# Aide pour configurer Playonmac



## oalexandrian (5 Juin 2019)

Bonjour à tous et au maniac ...

Je dois installer sur mon mac un programme window pour faire du data cleaning de fichier csv .

Impossible de trouver cela en mac donc obligé d'installer Window .
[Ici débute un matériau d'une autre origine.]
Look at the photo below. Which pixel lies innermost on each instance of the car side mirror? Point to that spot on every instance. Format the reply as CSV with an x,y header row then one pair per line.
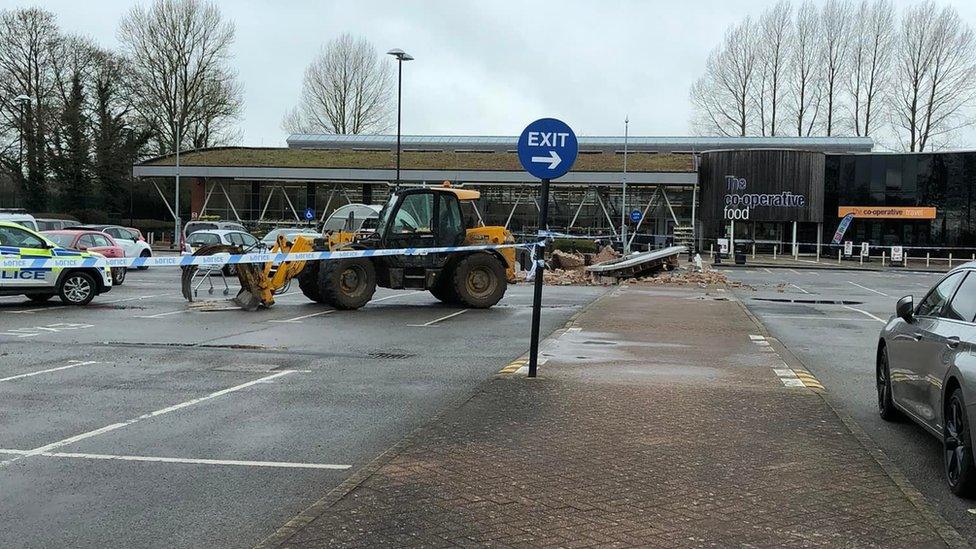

Je suis tombe sur cette application Playonmac et malheuresement apres 1 journée de bidouiage cela ne marche pas .

Quelqu'un à une idée ? 

Voici le fichier des logs lors du plantage


----------



## macomaniac (6 Juin 2019)

Bonjour *oalexandrian
*
Quel est le programme Windows ? - as-tu un lien pour que je télécharge (gratuitement) l'installateur *.exe* de ce programme (afin de tester de mon côté) ?


----------



## oalexandrian (11 Juin 2019)

macomaniac a dit:


> Bonjour *oalexandrian
> *
> Quel est le programme Windows ? - as-tu un lien pour que je télécharge (gratuitement) l'installateur *.exe* de ce programme (afin de tester de mon côté) ?



Bonjour Macomaniac,

Voici le programme en question 

https://www.dataqualityapps.fr/

Cordialement 

Olivier


----------



## macomaniac (12 Juin 2019)

J'ai échoué à créer une appllication de portage du programme DataQualityTools. Aussi bien avec PlayOnMac qu'avec Wineskin Winery -->

- l'installation bloque sur un échec de télécharger une bibliothèque de ressources.​


----------